20/01/2009

AUBE, la saga de l'Europe. Livre II, 005

Il avait été au bon moment, au bon endroit, pour en être favorisé. Quelques mois avant son arrivée, des microséismes, à la source bien lointaine, que seuls des animaux aux sens ultrasensibles avaient détectés, avaient secoué le sol et clivé ses couches souterraines en d'innombrables fissures invisibles, mais d'où, poussés par les mouvements de l'écorce de la terre, s'étaient élevées des vapeurs délétères, toutes lourdes et stagnantes. Elles avaient trouvé dans un petit creux de terrain, au sud du village, où s'épandre à leur aise aussi longtemps que les vents, soufflant en majorité vers l'est, ne les en chassaient pas. Elles s'y amassaient au niveau du sol, au plus haut à la hauteur du visage d'un homme allongé sur une couche basse. Peu concentrées, elles ne causaient aucun dommage notoire, que ces sensations pénibles de chaleur à l'intérieur de son corps, et d’assèchement à sa surface, qu'il avait, après tant d'autres, ressenties. Dire qu'il en avait douté un instant et cru qu'il se sentait mal ! Le prêtre avait dit vrai. Ce qui s'y passait était au-delà de l'entendement d'un mortel. Les dieux se manifestaient.

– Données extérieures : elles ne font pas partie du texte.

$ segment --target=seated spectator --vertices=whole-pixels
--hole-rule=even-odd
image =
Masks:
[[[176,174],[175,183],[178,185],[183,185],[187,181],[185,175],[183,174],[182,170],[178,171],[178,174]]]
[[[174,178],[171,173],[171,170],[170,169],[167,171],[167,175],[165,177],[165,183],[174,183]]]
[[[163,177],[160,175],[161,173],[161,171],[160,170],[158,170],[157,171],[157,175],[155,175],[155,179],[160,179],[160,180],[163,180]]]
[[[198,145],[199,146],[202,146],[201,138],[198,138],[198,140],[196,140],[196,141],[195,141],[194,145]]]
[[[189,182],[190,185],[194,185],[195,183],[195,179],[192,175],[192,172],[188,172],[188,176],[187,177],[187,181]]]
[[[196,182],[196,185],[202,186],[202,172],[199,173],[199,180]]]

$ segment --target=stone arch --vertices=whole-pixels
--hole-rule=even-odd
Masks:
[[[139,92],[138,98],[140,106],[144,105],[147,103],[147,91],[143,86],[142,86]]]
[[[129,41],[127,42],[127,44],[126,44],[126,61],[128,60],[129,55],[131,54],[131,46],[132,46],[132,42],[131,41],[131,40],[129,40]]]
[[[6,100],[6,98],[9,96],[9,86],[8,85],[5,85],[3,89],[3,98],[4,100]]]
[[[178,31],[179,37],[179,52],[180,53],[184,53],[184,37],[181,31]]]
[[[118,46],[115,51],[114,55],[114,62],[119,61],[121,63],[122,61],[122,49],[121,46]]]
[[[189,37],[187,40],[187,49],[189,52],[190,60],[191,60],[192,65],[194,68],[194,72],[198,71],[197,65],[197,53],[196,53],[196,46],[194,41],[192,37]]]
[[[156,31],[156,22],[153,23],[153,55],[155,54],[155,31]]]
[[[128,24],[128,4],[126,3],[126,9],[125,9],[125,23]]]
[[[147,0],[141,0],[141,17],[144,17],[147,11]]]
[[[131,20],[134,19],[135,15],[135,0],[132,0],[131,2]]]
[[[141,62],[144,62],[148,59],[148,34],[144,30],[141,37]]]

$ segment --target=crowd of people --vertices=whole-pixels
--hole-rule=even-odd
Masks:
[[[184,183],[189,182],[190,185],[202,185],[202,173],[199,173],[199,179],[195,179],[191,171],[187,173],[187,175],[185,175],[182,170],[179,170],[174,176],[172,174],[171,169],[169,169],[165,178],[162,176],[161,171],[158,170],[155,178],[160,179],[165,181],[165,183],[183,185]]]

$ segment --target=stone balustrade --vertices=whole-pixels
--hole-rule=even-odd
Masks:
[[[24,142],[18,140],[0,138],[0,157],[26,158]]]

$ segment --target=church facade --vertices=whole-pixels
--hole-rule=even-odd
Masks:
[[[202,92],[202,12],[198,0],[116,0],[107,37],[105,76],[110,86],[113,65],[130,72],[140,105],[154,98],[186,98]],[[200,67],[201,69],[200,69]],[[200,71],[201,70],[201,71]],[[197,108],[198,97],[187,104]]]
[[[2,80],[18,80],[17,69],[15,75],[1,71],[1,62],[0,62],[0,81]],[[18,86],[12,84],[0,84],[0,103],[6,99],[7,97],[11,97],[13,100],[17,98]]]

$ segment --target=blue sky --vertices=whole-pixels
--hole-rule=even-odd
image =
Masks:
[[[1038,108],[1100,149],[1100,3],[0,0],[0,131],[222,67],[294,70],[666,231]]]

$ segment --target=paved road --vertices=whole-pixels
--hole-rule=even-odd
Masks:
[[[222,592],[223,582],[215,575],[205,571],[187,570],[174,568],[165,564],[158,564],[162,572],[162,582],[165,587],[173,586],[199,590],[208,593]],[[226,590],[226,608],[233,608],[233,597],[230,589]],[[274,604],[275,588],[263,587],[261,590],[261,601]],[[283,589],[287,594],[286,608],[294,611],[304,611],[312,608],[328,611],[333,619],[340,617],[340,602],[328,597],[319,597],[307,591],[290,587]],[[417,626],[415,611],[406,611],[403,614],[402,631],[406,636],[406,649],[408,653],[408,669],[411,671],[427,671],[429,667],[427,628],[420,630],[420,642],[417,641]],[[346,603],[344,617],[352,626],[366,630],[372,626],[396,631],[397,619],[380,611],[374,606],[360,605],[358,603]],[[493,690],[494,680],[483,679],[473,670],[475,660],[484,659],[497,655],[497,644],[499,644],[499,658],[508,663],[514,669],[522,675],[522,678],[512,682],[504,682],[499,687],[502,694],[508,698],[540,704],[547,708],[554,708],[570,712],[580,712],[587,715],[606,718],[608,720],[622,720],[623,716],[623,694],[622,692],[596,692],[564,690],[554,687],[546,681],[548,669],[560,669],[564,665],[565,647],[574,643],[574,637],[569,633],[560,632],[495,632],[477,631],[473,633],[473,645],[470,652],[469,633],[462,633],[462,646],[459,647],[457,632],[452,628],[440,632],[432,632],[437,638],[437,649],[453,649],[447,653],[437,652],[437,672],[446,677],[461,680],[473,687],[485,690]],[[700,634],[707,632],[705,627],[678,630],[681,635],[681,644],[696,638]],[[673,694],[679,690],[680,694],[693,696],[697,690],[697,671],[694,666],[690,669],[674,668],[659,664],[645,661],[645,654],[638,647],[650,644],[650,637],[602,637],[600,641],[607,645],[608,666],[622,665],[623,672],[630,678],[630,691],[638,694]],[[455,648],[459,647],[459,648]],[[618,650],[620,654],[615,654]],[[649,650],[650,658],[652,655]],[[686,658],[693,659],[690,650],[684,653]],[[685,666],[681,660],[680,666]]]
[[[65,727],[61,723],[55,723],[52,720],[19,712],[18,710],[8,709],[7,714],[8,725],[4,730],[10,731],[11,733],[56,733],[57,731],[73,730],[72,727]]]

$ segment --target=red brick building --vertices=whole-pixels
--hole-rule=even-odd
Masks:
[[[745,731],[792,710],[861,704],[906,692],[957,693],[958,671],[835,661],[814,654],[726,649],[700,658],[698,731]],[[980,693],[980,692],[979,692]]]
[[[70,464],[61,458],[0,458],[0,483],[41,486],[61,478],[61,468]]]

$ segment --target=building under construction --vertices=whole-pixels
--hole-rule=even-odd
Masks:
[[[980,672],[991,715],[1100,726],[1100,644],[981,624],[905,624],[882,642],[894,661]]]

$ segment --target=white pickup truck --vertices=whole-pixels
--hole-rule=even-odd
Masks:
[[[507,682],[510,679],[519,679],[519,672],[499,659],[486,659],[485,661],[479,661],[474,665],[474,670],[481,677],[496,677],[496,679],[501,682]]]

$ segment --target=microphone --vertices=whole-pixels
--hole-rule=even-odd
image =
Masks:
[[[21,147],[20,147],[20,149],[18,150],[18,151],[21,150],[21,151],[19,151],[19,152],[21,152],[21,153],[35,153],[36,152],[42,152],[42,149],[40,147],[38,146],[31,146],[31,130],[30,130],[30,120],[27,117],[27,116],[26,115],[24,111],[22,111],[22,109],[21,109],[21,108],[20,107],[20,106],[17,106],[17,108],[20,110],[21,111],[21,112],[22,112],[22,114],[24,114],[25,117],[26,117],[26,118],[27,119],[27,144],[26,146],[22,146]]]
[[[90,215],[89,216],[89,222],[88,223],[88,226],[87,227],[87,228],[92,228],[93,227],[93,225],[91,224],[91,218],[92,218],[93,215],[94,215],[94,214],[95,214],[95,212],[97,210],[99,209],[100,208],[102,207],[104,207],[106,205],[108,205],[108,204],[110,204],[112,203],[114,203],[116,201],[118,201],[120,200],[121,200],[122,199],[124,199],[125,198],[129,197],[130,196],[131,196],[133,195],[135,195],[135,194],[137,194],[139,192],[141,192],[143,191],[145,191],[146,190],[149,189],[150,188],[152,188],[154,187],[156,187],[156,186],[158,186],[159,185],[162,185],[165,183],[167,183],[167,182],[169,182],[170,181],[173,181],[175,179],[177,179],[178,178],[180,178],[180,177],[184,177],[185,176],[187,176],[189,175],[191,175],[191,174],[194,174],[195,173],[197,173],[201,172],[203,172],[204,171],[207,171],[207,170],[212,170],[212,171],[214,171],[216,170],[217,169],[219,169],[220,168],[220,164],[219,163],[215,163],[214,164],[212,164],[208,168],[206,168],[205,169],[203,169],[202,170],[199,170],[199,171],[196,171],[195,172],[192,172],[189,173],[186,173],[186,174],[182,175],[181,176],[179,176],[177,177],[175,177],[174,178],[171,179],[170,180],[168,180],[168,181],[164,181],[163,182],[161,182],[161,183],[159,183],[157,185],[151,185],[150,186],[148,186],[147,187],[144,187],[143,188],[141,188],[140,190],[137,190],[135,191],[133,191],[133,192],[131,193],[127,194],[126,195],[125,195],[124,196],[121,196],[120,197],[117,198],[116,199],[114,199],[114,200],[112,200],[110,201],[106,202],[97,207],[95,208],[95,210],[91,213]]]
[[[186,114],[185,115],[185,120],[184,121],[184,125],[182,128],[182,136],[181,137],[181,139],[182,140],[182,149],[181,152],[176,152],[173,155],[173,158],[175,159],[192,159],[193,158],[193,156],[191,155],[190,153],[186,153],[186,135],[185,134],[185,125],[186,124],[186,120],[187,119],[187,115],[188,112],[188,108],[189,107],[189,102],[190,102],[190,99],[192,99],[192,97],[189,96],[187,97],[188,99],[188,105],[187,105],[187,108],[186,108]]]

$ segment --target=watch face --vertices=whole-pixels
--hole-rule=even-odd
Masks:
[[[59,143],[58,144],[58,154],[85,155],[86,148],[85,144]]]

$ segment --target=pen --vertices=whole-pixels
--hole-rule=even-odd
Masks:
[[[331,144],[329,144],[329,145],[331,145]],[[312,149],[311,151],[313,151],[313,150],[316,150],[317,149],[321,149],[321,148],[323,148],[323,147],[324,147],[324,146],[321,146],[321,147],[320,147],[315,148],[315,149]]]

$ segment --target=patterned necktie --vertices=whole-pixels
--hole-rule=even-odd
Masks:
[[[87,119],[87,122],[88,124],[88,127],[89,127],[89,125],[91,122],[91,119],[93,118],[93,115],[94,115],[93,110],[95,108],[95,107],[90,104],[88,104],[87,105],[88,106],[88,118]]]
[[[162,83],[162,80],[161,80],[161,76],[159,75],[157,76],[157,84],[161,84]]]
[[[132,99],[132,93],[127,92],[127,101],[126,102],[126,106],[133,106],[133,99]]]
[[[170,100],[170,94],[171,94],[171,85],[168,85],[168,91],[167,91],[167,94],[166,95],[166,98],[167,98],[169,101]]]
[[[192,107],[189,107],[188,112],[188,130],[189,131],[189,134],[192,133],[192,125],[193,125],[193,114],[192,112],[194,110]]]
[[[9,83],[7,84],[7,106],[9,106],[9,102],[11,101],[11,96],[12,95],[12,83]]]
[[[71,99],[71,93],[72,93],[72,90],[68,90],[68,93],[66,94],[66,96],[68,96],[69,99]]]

Avait-il senti que l'épanchement de vapeurs trouvait sa source dans des mouvements du manteau de la terre ? Avait-il deviné les gigantesques éruptions, dévastant de lointains territoires et crachant de noires fumées qui, lancées à l'assaut du ciel, modifieraient le climat sur une partie de la planète, dont Aryana et ses alentours ? Il avait vu la catastrophe et décidé que les dieux lui ordonnaient d'indiquer à ses meilleurs fils de pousser vers le nord-ouest. Ils y seraient à l'abri de l'assèchement des sols et de la raréfaction des récoltes, de l'amaigrissement du cheptel et de la famine. Dans son état de veille anxieuse, ses savoirs enfouis étaient venus, comme les bulles s'exhalant de la vase des marais sous l'aiguillon d'une branche qui les agite, crever en surface. Ils lui avaient imposé cet abandon du sud, cette nouvelle ruée vers les terres où se couchait le soleil.
Sa sensation d'étouffement et les phosphènes entraînés par les gaz stagnants, son impression de voir les poils de sa poitrine s'épanouir en forêt luxuriante, l'avis que le sentiment d'oppression n'était sensible qu'au sud du village, s'étaient mélangés et avaient réagi les uns sur les autres. Miette par miette, une foule de souvenirs, qu'il croyait enterrés, et de connaissances, qu'il s'imaginait avoir oubliées, avait surgi. Il étouffait quand la chaleur était pesante. Ressentir, par cette fraîche nuit d'automne, cette sensation typique des jours d'été trop chauds renforçait cet aspect de prémonition et d'avis solennel. La chaleur brûlante, dessicante, allait surgir pour dévorer ces terres. Toujours il avait chaud quand il descendait vers le sud, toujours il se retrouvait transi et mouillé quand il allait vers le couchant ou la terre des arbres moussus. Si la chaleur augmentait à en devenir insupportable au midi, le temps deviendrait doux et agréable dans les anciennes terres plus froides de l'ouest. Les poussières vertes qu'il avait vues entre ses paupières fermées et qui, avec la pilosité de sa poitrine, lui avaient évoqué les mousses et les feuilles, avaient elles aussi indiqué avec clarté où devrait s'avancer son peuple, vers les terres humides et fraîches et les impénétrables forêts.